Michael Black, who admitted to having read my essay, directed me to cease and desist from discussing politics: “Mr. Stix seems to be fighting battles that have either been lost or which do not seem to have much relevance to his … students.” It’s payback time!

Baruch’s writing program director, George Otte, later informed me that due to reduced enrollment, he would not require my services in the spring. Right. Or any other time.

CUNY’s living-in-the-‘60s administrators, staffers, and tenured faculty see conflict in terms of black and white, and blacks in terms of American blacks. Ambitious black immigrants have left CUNY’s black American students in the dust. Resentment runs high. Myriad ethnic and racial conflicts pit black Americans vs. non-white immigrant groups, and each immigrant group against others.

Adjuncts occasionally criticize the party linežin secret.

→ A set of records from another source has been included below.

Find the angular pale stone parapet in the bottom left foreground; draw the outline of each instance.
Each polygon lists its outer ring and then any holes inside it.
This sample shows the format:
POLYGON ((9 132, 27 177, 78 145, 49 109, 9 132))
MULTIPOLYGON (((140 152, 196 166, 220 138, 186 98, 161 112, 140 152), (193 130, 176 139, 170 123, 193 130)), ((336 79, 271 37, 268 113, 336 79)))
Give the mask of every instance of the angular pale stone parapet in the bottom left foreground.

Last February, one man noted in private that, “It’s the teachers who care about education who always get raped.” Last fall, a second man closed an office door, and practically whispered, “I think it’s more racist here than in the rest of society.” Behind closed doors, a third man muttered last December, “They [students] think English is s—t, and they think we’re s—t.”

Recently, I ran into an old CUNY classmate. After a dozen years in graduate school, over $40,000 in pre-interest debts, and ten years as an adjunct, “Mark” had earned his Ph.D. in philosophy. He just started his first full-time job as a remedial school teacher in Bushwick, Brooklyn, one of the city’s most racist, underachieving districts. Last fall, black Bushwick parents drove off an idealistic young white teacher, Ruth Sherman, with death threats. While in graduate school, Sherman had taught the school’s children for free. Mark has not yet been cleansed, but I doubt he has found sanctuary.